What: 3rd Food Studies Lecture
When: Feb. 5 & 6, 6:30 – 8 p.m.
Where: Stanlee & Gerald Rubin Center for the Visual Arts
UTEP’s Third Food Studies Lecture is being presented on Feb. 5 & 6 at the university’s Rubin Center with the theme “What the Study of Food Adds to the Humanities.” Four well-known scholars in the field of Food Studies will be participating as guest speakers with Q&As after each lecture.
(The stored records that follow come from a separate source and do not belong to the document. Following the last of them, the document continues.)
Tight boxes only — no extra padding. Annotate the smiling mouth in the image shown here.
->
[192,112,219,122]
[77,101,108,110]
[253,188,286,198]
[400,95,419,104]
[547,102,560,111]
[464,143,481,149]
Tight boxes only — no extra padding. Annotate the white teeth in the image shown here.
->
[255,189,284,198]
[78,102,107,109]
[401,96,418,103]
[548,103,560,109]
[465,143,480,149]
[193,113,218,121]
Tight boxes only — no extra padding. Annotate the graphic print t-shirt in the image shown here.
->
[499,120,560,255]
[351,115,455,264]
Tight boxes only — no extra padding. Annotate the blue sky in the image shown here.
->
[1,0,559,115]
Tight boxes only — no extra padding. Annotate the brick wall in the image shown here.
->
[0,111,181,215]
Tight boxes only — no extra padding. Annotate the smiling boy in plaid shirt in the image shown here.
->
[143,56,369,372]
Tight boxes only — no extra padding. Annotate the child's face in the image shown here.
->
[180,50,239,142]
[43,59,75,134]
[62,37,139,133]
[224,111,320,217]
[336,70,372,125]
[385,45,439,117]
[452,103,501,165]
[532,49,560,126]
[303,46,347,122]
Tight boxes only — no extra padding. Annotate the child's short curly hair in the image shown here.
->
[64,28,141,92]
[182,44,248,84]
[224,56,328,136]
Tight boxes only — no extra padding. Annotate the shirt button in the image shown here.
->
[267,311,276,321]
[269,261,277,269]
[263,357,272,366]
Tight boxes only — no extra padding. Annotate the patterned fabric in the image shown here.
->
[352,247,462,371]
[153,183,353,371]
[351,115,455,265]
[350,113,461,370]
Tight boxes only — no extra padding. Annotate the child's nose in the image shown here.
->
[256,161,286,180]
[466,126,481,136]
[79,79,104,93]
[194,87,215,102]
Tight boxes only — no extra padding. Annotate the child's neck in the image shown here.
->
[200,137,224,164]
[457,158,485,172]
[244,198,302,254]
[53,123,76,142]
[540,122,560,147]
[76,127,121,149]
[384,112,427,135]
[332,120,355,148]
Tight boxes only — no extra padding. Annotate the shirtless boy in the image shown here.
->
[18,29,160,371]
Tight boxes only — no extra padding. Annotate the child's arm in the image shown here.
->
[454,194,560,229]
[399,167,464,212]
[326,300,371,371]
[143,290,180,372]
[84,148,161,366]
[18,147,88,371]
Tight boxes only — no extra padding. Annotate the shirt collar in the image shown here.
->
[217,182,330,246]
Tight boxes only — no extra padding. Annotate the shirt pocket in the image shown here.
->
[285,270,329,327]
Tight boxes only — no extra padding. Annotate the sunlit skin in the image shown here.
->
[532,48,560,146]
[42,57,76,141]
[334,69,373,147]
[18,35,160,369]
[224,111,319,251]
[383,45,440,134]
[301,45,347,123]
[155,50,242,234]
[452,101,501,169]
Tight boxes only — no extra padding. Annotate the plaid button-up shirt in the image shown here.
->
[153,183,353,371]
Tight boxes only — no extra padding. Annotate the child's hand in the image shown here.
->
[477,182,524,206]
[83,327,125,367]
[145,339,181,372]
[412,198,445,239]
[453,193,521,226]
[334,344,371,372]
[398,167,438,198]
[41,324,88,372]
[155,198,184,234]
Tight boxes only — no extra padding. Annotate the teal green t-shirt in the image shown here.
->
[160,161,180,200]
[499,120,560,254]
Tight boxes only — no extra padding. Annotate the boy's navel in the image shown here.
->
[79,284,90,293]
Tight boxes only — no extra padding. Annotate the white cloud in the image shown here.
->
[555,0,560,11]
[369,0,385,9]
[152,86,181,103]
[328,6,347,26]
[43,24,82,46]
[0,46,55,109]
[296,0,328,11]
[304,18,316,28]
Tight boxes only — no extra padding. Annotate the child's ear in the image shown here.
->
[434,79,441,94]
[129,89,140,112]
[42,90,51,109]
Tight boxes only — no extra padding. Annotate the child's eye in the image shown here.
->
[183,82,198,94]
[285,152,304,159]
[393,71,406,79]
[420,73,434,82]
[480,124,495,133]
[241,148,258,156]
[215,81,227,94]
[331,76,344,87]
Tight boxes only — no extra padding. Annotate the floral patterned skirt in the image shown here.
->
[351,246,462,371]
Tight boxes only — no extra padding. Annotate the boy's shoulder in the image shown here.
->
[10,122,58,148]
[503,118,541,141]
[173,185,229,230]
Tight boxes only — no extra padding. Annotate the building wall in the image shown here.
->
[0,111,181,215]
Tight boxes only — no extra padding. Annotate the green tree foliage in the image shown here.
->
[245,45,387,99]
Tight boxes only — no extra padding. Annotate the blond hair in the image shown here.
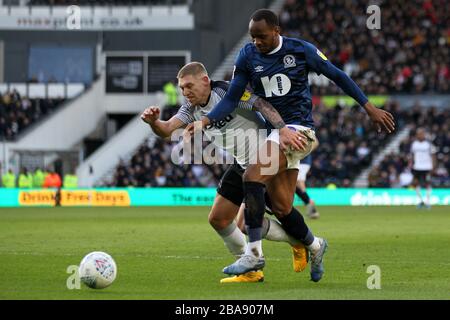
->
[177,62,208,79]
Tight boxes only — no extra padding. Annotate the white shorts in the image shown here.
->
[266,125,318,170]
[297,163,311,181]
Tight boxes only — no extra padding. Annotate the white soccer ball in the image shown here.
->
[79,251,117,289]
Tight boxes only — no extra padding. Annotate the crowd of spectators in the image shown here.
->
[369,106,449,188]
[279,0,449,94]
[108,100,429,188]
[0,89,65,140]
[25,0,188,6]
[307,100,408,187]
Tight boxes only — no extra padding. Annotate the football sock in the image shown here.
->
[263,217,301,246]
[307,236,322,253]
[243,181,266,258]
[426,187,432,205]
[216,221,246,258]
[278,207,315,246]
[261,218,270,238]
[415,186,424,203]
[295,187,311,205]
[244,240,263,258]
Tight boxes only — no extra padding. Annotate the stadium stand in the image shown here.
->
[108,138,204,187]
[0,88,65,140]
[368,106,449,188]
[26,0,189,6]
[307,100,401,187]
[279,0,450,95]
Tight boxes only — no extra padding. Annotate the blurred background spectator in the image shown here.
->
[43,168,62,188]
[33,168,47,188]
[2,169,16,188]
[63,172,79,188]
[163,80,180,108]
[18,168,33,188]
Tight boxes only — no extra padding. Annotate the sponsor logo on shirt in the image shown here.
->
[205,114,234,130]
[240,91,252,101]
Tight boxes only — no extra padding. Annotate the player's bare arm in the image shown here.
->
[141,106,185,138]
[252,97,307,151]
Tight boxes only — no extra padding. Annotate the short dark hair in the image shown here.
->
[250,9,279,27]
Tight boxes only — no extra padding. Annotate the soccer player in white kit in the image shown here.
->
[295,154,320,219]
[410,128,436,209]
[141,62,310,283]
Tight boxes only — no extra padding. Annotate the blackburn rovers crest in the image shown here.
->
[283,54,296,68]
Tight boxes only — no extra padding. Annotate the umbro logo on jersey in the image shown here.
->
[283,55,296,68]
[255,65,264,72]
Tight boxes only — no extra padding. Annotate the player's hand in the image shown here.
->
[184,122,195,139]
[364,102,395,133]
[279,127,307,151]
[140,106,161,124]
[184,117,210,138]
[201,117,210,128]
[183,121,203,143]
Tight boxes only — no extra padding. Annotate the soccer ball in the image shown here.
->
[78,251,117,289]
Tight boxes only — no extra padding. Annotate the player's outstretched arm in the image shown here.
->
[140,106,185,138]
[304,41,395,133]
[326,67,394,132]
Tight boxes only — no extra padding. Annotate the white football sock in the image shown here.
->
[245,240,263,258]
[216,221,246,259]
[307,237,321,253]
[415,186,423,203]
[426,187,432,205]
[264,218,301,246]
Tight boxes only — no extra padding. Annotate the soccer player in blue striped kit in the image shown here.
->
[196,9,395,282]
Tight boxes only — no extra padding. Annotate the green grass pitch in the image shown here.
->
[0,205,449,300]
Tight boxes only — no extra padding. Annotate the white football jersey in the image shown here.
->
[175,81,267,168]
[411,140,435,171]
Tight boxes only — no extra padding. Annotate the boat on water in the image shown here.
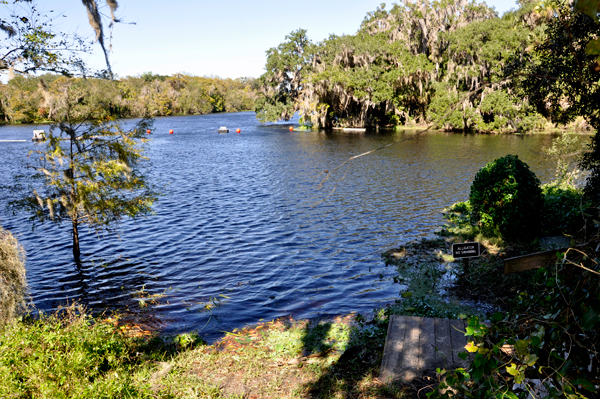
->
[32,130,46,141]
[218,126,229,133]
[332,127,366,133]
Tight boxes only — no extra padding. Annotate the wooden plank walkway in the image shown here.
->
[379,316,469,383]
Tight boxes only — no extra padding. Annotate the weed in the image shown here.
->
[384,239,487,320]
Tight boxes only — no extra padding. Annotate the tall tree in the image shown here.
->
[513,1,600,202]
[10,78,158,260]
[254,29,313,123]
[2,1,159,261]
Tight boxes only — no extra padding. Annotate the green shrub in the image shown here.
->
[0,305,152,398]
[430,250,600,399]
[541,183,586,236]
[469,155,543,242]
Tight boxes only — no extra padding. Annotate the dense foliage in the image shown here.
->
[469,155,543,242]
[440,133,589,243]
[0,73,257,124]
[541,183,587,236]
[430,251,600,399]
[255,29,312,123]
[0,306,155,398]
[256,0,574,131]
[512,3,600,209]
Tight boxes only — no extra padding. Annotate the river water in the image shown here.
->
[0,112,557,341]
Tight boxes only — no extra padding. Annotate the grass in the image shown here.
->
[0,305,152,398]
[0,304,415,398]
[2,229,549,398]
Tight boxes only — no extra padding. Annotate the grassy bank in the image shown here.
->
[0,304,408,398]
[4,233,596,398]
[1,235,505,399]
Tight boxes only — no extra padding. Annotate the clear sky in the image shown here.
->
[8,0,520,79]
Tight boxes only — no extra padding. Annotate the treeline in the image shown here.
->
[256,0,593,132]
[0,73,258,124]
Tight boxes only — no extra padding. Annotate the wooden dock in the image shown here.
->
[380,316,469,383]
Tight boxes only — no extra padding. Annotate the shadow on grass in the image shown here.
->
[299,315,410,399]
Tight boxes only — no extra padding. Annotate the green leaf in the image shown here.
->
[523,354,538,366]
[491,312,504,322]
[575,0,600,22]
[572,378,598,393]
[585,38,600,55]
[514,339,529,355]
[582,306,600,330]
[506,363,519,376]
[506,363,526,384]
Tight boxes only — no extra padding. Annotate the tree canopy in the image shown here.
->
[0,0,89,77]
[0,73,257,124]
[255,0,586,132]
[255,29,313,123]
[1,1,163,261]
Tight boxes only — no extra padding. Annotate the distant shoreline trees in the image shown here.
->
[255,0,595,133]
[0,73,258,124]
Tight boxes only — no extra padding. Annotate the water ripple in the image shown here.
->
[0,112,558,342]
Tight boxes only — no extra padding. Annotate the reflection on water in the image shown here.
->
[0,112,560,341]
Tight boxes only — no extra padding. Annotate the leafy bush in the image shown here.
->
[469,155,543,242]
[427,83,480,130]
[0,305,150,397]
[438,201,478,238]
[544,132,587,187]
[429,249,600,399]
[541,183,586,236]
[0,226,27,325]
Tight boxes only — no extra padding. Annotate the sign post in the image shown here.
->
[452,242,481,274]
[452,242,481,259]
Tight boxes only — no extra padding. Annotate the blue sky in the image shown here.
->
[9,0,519,79]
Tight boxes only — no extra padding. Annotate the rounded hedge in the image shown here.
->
[469,154,543,242]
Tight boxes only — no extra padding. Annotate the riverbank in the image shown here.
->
[0,236,506,399]
[3,232,597,398]
[0,304,403,398]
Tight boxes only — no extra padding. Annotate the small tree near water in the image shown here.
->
[9,80,159,261]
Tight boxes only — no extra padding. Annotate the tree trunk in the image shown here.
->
[72,214,80,260]
[69,137,80,261]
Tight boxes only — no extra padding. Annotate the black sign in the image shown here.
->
[452,242,481,259]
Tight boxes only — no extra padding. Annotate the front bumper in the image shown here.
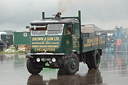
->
[26,52,65,58]
[28,53,65,56]
[26,52,66,68]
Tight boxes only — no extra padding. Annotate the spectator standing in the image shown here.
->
[0,40,4,52]
[116,38,122,52]
[6,41,10,49]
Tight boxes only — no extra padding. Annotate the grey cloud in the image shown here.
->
[0,0,128,31]
[0,0,58,31]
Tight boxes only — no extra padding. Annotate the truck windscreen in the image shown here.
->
[47,24,64,35]
[31,24,64,36]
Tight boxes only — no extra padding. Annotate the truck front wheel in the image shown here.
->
[27,58,42,75]
[64,53,79,75]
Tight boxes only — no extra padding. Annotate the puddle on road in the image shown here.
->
[27,69,103,85]
[0,53,128,85]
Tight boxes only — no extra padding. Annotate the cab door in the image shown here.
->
[63,24,73,53]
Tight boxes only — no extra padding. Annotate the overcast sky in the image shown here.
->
[0,0,128,31]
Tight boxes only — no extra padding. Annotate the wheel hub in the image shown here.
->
[70,59,76,69]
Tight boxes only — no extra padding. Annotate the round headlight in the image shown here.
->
[36,58,40,62]
[52,58,56,62]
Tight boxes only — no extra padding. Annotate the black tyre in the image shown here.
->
[92,50,100,69]
[86,59,93,69]
[64,53,79,75]
[27,58,42,75]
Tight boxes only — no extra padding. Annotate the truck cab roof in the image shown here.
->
[30,18,79,26]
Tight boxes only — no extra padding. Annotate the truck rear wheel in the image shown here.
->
[86,59,93,69]
[92,50,100,69]
[64,53,79,75]
[27,58,42,75]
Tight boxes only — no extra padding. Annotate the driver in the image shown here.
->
[66,27,71,35]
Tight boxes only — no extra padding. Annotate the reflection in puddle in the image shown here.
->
[13,54,25,67]
[0,54,25,68]
[0,53,128,85]
[0,54,14,63]
[101,53,128,69]
[27,69,103,85]
[100,53,128,77]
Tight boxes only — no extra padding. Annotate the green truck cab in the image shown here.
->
[26,11,106,75]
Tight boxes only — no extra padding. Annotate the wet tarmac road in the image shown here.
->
[0,53,128,85]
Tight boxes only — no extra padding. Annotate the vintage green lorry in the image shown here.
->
[26,11,106,75]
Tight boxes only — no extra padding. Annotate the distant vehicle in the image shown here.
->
[26,11,106,75]
[0,32,7,39]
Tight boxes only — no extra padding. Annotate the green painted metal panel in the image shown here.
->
[82,36,106,52]
[62,35,73,54]
[31,35,63,53]
[14,32,30,45]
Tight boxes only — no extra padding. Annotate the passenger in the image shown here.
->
[55,12,61,19]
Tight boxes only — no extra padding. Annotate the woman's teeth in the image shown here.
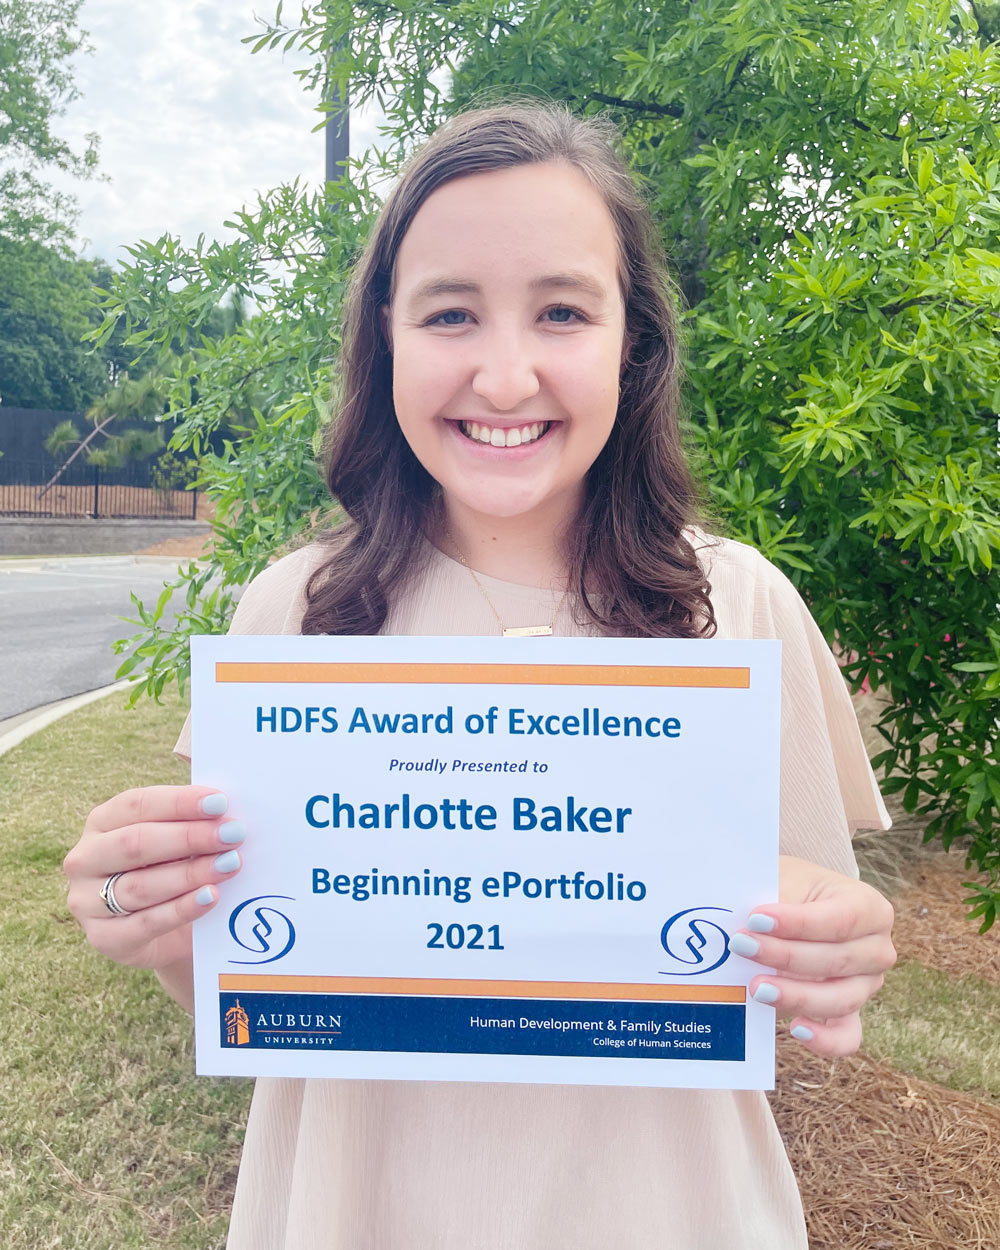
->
[459,421,549,447]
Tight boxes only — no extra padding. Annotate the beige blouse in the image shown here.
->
[176,534,889,1250]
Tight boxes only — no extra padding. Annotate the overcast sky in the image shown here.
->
[51,1,387,263]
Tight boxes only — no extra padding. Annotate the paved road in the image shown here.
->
[0,557,194,721]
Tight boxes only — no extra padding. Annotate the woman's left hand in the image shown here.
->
[731,855,897,1057]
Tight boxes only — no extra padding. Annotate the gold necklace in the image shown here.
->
[445,530,571,637]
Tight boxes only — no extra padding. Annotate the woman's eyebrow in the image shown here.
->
[404,272,609,307]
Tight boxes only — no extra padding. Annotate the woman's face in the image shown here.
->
[384,161,628,533]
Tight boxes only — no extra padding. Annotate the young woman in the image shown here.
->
[65,101,895,1249]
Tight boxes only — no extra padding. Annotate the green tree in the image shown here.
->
[103,0,1000,926]
[0,0,99,245]
[40,373,168,479]
[0,234,109,408]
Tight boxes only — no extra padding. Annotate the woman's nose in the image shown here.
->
[470,330,540,410]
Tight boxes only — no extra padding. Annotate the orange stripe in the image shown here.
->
[218,973,745,1004]
[215,661,749,689]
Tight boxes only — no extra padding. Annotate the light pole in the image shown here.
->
[325,74,349,183]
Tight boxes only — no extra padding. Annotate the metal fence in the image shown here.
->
[0,459,199,520]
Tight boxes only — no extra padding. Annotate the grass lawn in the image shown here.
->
[0,689,250,1250]
[863,962,1000,1101]
[1,689,998,1247]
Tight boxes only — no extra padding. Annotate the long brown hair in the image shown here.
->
[301,100,716,639]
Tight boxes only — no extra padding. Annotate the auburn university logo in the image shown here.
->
[225,999,250,1046]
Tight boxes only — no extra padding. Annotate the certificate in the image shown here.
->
[191,634,780,1089]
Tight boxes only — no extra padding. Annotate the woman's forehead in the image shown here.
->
[390,163,623,301]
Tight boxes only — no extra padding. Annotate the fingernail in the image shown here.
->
[752,982,779,1005]
[201,793,228,816]
[218,820,246,845]
[214,850,240,873]
[195,886,215,905]
[748,913,776,933]
[790,1025,814,1042]
[729,933,760,958]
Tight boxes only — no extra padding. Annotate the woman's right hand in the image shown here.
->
[63,785,245,977]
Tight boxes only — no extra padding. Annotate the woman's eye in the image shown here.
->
[545,306,584,324]
[428,310,469,326]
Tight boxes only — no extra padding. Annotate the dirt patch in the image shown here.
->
[136,531,215,559]
[771,1032,1000,1249]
Dean of the College of Liberal Arts Patricia Witherspoon, Ph.D., will open the event on Feb. 5, while Senior Vice Provost Cheryl Torsney, Ph.D., will introduce the speakers on Feb. 6.
“Food Studies is rapidly becoming one of most dynamic areas of scholarship, yet a lack of awareness remains on the significant role all the disciplines within the humanities plays in this realm of research,” said Meredith Abarca, Ph.D., associate professor of English. “Furthermore, the study of food demands attention for its material reality – that we need food for basic physical survival – but also for its complex symbolic cultural and historical value. This event joins these two invaluable aspects of Food Studies.”
Abarca co-organized the lectures with Consuelo Carr Salas, a Rhetoric and Writing Studies doctoral student. She and Abarca are co-authoring the book Making the Invisible Visible: Latinas and Latinos in the Food System.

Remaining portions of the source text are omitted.